Claire looked again at the necktie and the familiar toy peeking out from beneath its widest point and steadied herself against the edge of the open doorway. “I…I don’t know,” she mumbled.
Melinda rolled her eyes up toward the ceiling, releasing an exasperated sigh in the process. “C’mon, Claire. Of course you do. A person doesn’t just gasp like that unless there’s a reason.”
Slowly, she pulled her hand from the wall and pointed toward the wooden figure that had become the only thing she could see in the entire room. “Do you see that little toy right there? The one peeking out from underneath that blue and gray tie?”
Melinda followed the path made by Claire’s finger, her subsequent nod answering the question in short order. “So? What about it?”
She paused to take in the sturdy string and the movable legs, the design and the craftsmanship identical to the toy she’d seen in Esther’s hands not more than twelve hours earlier. “Do you know what that is?”
“Of course. It’s called a Jumping Jack.”
“Does Karble Toys make Jumping Jacks, too?” she asked, although, if she was honest with herself, she was afraid she knew the answer already.

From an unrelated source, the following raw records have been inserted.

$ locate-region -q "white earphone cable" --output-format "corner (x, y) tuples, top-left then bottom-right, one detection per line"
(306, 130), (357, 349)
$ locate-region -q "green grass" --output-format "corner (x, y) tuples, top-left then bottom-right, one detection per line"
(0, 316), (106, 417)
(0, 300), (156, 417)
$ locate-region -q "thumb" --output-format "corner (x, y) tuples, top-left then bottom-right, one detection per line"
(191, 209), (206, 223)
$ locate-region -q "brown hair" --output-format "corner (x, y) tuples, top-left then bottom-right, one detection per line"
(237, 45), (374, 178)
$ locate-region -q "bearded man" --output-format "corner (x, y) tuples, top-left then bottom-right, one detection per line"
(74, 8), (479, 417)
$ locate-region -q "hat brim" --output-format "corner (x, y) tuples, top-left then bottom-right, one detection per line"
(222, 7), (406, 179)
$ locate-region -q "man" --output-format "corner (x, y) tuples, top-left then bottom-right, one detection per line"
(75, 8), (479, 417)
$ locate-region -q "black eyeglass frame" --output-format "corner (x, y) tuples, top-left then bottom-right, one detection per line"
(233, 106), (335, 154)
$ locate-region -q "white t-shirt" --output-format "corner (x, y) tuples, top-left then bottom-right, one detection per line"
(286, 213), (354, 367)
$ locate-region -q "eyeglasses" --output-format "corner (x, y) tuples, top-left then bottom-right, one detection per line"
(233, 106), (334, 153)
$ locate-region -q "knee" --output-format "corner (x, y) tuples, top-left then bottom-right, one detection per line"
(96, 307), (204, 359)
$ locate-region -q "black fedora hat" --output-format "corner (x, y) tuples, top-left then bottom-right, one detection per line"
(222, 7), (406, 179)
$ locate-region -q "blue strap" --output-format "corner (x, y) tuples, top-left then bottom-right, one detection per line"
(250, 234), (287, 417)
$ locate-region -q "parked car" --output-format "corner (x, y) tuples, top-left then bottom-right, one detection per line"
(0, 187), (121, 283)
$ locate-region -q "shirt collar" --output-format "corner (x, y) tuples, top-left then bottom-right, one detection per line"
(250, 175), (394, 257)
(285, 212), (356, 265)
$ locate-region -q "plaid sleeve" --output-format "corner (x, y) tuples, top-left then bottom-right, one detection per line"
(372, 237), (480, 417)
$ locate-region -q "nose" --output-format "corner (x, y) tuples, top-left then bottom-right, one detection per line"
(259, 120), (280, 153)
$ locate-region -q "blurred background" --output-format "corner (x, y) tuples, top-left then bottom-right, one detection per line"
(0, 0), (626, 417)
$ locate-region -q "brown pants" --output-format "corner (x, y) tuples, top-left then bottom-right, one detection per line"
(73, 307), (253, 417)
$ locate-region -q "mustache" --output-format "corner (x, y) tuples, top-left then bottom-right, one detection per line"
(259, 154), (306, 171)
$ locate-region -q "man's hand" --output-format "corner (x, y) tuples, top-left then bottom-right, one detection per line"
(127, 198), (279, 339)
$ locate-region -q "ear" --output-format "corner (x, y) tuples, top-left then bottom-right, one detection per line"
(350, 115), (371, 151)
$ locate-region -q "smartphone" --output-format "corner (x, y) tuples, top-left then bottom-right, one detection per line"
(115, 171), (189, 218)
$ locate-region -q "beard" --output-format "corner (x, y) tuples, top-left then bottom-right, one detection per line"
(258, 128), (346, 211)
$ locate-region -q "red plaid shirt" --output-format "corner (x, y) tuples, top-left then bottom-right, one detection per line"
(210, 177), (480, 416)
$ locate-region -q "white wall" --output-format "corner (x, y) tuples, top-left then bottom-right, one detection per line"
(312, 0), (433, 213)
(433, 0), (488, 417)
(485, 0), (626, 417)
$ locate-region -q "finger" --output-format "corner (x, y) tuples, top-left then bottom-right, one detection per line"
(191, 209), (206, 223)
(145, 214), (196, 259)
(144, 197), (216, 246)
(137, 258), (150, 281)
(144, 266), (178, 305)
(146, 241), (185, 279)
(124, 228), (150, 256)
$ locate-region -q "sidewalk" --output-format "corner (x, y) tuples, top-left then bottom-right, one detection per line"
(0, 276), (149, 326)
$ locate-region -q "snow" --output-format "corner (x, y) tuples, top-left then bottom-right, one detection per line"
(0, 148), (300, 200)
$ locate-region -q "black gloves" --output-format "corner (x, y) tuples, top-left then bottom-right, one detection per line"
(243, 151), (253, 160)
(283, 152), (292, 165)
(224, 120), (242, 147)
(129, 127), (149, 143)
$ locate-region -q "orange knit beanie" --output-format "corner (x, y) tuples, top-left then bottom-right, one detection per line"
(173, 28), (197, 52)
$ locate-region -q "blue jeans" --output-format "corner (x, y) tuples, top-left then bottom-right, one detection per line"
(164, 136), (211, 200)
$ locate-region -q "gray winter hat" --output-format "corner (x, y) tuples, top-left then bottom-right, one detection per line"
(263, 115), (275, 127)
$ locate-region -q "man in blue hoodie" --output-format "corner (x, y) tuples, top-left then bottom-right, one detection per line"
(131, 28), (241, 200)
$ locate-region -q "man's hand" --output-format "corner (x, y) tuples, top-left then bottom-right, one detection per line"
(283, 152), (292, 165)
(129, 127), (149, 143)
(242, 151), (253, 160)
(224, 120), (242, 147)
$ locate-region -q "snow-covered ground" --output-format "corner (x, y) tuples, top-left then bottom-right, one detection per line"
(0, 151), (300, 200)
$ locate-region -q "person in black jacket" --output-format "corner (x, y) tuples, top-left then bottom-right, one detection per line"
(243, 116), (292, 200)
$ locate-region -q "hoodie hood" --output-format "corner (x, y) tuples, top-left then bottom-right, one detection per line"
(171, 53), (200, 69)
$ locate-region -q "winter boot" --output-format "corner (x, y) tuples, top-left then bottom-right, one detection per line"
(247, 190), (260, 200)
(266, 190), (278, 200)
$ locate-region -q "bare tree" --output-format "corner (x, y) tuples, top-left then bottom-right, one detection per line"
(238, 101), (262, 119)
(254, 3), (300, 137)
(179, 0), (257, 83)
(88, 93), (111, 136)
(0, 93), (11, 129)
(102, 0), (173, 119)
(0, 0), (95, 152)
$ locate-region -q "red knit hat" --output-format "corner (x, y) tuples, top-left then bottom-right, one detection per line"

“It was about to.” Melinda crossed her arms in front of her chest. “But now? If I was a betting woman? I’d say that’s the
last
toy Ann will allow across our production line once she’s willed the company.”

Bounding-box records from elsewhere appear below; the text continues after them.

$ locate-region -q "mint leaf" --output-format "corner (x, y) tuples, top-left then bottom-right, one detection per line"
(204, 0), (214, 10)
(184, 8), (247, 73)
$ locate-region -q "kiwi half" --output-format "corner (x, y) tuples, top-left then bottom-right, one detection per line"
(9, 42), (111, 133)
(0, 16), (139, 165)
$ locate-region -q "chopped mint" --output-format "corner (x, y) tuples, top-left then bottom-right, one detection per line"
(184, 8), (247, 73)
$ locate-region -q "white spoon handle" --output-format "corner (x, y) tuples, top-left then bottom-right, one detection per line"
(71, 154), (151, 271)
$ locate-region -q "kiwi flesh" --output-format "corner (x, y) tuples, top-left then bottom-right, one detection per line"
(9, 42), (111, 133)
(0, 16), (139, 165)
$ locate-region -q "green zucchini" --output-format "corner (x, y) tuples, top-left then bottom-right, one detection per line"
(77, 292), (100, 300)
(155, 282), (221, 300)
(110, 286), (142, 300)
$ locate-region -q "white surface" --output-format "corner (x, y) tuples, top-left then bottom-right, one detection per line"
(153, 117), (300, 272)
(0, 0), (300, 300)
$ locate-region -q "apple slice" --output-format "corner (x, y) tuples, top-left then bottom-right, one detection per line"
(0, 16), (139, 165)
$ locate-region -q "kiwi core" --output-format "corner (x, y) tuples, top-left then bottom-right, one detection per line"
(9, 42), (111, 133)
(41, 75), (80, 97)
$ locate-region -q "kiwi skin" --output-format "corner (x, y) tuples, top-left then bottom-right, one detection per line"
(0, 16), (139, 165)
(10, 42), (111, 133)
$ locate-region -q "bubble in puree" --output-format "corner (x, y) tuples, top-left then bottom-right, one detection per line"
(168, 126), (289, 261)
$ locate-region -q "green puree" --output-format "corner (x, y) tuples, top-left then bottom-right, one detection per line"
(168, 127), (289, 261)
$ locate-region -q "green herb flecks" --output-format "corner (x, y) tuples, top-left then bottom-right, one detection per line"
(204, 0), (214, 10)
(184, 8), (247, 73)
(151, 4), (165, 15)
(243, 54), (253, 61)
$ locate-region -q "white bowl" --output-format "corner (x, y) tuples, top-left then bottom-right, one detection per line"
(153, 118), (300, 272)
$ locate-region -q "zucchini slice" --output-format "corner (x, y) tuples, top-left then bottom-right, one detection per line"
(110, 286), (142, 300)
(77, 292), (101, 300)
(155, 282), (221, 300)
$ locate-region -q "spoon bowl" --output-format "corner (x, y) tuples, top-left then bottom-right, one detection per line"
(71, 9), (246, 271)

Claire bit back the urge to set Melinda straight on the true ownership of Karble Toys but opted, instead, to keep the conversational focus where it needed to be for the moment. “The last toy? But why?”
“Because it’s that exact toy that brought Robert here in the first place.”

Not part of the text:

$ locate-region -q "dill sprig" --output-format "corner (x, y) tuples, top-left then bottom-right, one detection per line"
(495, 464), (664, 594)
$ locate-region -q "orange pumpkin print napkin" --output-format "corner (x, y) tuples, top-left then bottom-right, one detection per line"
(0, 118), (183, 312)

“Here?” she echoed in a whisper.
“Yes, here. To this place”—Melinda spread her arms wide to indicate the inn before dropping them to her side—“and to Heavenly…the place where he was murdered.”
She shook away the image of the toy guru’s lifeless body behind the Schnitz and Knepp festival booth and looked, again, at the Jumping Jack. “So how did he get it?”
“It was sent to him in the mail about four weeks ago.” Melinda leaned her shoulder against the wall and drifted off to a different place and time, her words bringing Claire along for the ride. “I’ll never forget the moment Daisy brought that package into Robert’s office. It was in a padded white envelope that had been addressed in pencil. The boss took one look at it, made a face, and stuck it off to the side of his desk so we could finish a discussion we were having about the upcoming holiday season. When we were done, I headed back to my office down the hall and he got back to the third-quarter reports he’d been poring over all week.”
Melinda squared her back with the wall before sliding her way down it and into a seated position with her knees pulled close to her chest. “The next thing I knew, it was six thirty and it was time to head out to meet some of my
girlfriends for dinner. So I grabbed my computer and my purse and I headed down the hall past Robert’s office. And there he was, sitting in his chair, staring down at”—the woman pointed around the corner and into the Karbles’ former room—“that toy. His face was as white as a ghost and he was shaking his head in complete disbelief.”
Claire looked from the toy to Melinda and back again, the identity of the person who’d sent the package all but certain in her mind. “So Daniel Lapp mailed that toy to Robert in the hope of garnering some attention for his—”
Melinda’s head began shaking before Claire had even finished her sentence. “Not Daniel. The other one.”
“The other one? What other one?” And then she knew. Daniel hadn’t sent the Jumping Jack to Robert Karble.
Isaac
had.
The Jumping Jack was Isaac’s signature toy.
Well, that and his wooden roller track…
In a flash, she was back in her shop, standing next to Benjamin and peering at the display screen on the victim’s camera—the pictorial comings and goings of the man’s last few hours on earth available at the press of a button. One by one she mentally sifted through the pictures they’d seen before narrowing in on one in particular.